Local LLM Infrastructure: Integrating Ollama and Open WebUI via Docker
In the operation of Large Language Models (LLMs) within local environments, direct library installation on the host OS presents a high risk of dependency conflicts and GPU driver inconsistencies. Environment isolation and reproducibility are critical during research and development phases involving multiple models. This technical log details the methodology for integrating the Ollama inference engine with Open WebUI using Docker containers to establish a secure, portable private AI infrastructure.
Rationality of Configuration and Significance of Containerization
Deploying Open WebUI via Docker is a standard practice in infrastructure management rather than a mere convenience. Containerization facilitates the management of persistent data volumes and secure access to inference endpoints through the host gateway without compromising the host-side network stack or file system. This approach ensures a scalable interface while preventing configuration errors that might necessitate OS reinstallation.
Deployment Workflow
1. Preparation of Docker Runtime and Verification of Virtualization
Verify the correct operation of the container runtime. In Windows environments, the WSL2 (Windows Subsystem for Linux) backend is mandatory.
- 💡 Enabling Virtualization: Ensure Virtualization Technology (VT-x or AMD-V) is enabled in BIOS/UEFI settings. Docker Engine initialization will fail if this is disabled.
- 🛠️ Binary Verification: Execute terminal commands to confirm path configurations.
docker --version
2. Running the Open WebUI Container
With the Ollama service active on the host machine, initiate Open WebUI. Network flags for host-to-container communication are essential for establishing the API bridge.
docker run -d -p 3000:8080 \
--add-host=host.docker.internal:host-gateway \
-v open-webui:/app/backend/data \
--name open-webui \
--restart always \
ghcr.io/open-webui/open-webui:main
Technical Explanation of Key Parameters:
- -p 3000:8080: Maps host port 3000 to container port 8080.
- –add-host=host.docker.internal:host-gateway: Establishes a bridge to access the host-side Ollama API from within the container environment.
- -v open-webui:/app/backend/data: Defines a named volume for persistent chat history and user settings, ensuring data survival across container lifecycles.

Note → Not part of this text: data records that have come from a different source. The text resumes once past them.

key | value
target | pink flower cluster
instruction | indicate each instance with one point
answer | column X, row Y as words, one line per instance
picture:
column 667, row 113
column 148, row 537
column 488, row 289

- –restart always: Ensures automatic container recovery upon system reboot or unexpected process termination.
Integration with Ollama and Model Management
Access port 3000 via a web browser and configure an administrator account. Data is stored locally in SQLite or PostgreSQL, ensuring no external leakage of sensitive prompts.
- Connection Verification: Validate the Ollama connection status in the settings menu via the host.docker.internal endpoint.

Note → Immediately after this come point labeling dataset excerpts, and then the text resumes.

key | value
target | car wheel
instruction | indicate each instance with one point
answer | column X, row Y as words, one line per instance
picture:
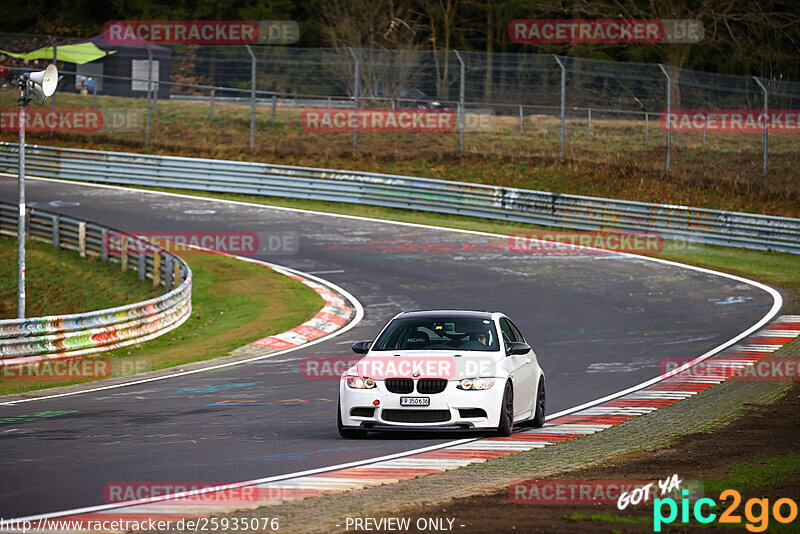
column 506, row 425
column 348, row 433
column 541, row 404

- Pulling Models: Download required models (e.g., llama3:8b) through the UI. The Llama 3 8B model requires approximately 4.7GB of storage.
Troubleshooting
Common operational friction points and their respective technical solutions:
- ⚠️ Port Conflict (Port 3000): If port 3000 is occupied by another service, modify the host-side port mapping (e.g., -p 3001:8080).
- ⚠️ Connection Refused: If Open WebUI cannot reach Ollama, ensure the host-side Ollama service allows external connections by setting the environment variable OLLAMA_HOST=0.0.0.0.

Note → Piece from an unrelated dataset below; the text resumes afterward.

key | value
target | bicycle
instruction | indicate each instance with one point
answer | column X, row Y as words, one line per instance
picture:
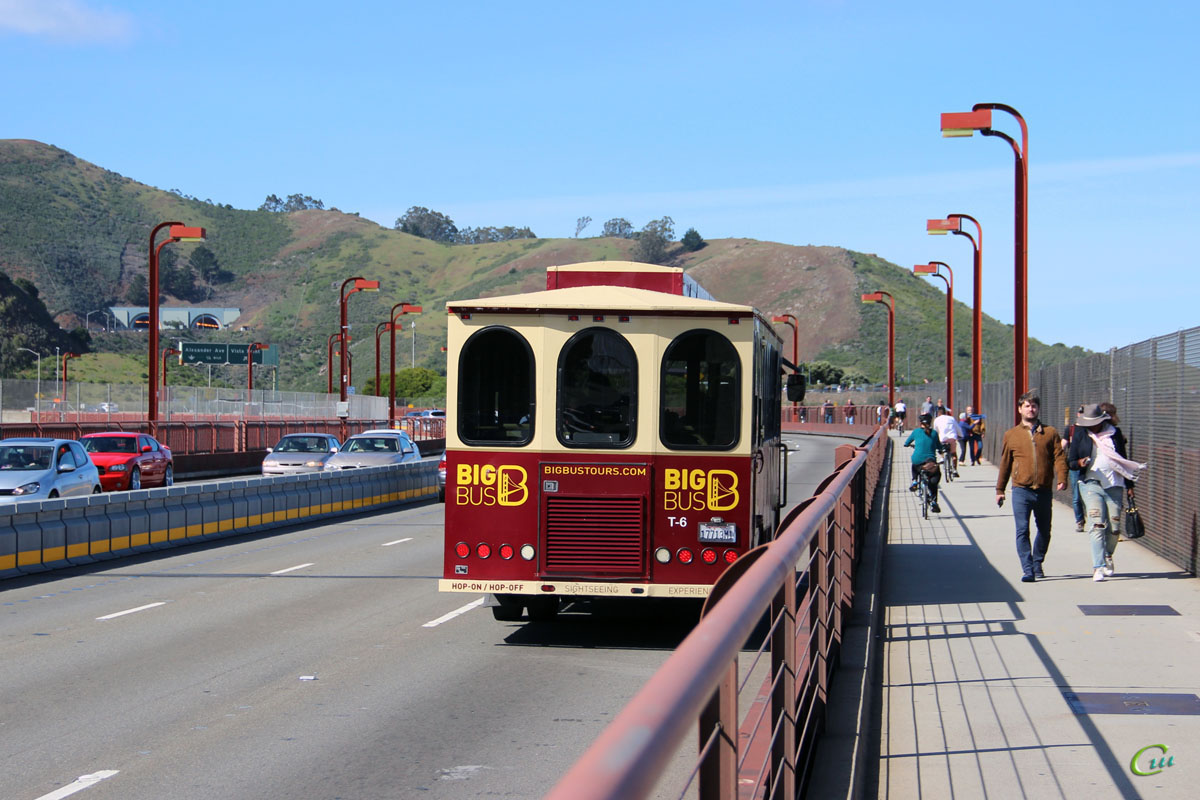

- ⚠️ GPU Offload Failure: Low inference speeds (1-2 tokens/s) indicate insufficient VRAM or CPU-only operation. Verify “Dedicated GPU Memory” in Task Manager. An 8B model is recommended for 8GB VRAM; 70B models require 16GB or more for stable performance.
Verification of Operational Status
Confirm container integrity and network connectivity to ensure the infrastructure is ready for inference tasks.
# Check container status
$ docker ps --filter "name=open-webui"
CONTAINER ID IMAGE COMMAND STATUS PORTS NAMES
7f8e9d0c1b2a ghcr.io/open-webui/open-webui:main "/app/backend/start.…" Up 15 minutes 0.0.0.0:3000->8080/tcp open-webui
# Check host port listening status
$ ss -tulpn | grep :3000
tcp LISTEN 0 4096 0.0.0.0:3000 0.0.0.0:* users:(("docker-proxy",pid=1234,fd=4))
# Verify connectivity to the API endpoint
$ curl -I http://localhost:3000
HTTP/1.1 200 OK
Content-Type: text/html; charset=utf-8
Content-Length: 1234
Operational Notes
Building a local LLM environment provides significant security advantages, enabling the processing of confidential code and internal documents offline while eliminating subscription costs. Docker provides an abstraction layer that simplifies future hardware upgrades and migrations. In environments with 16GB+ VRAM, Llama 3 70B class models can operate at practical speeds for advanced inference tasks, fully contained within the private network.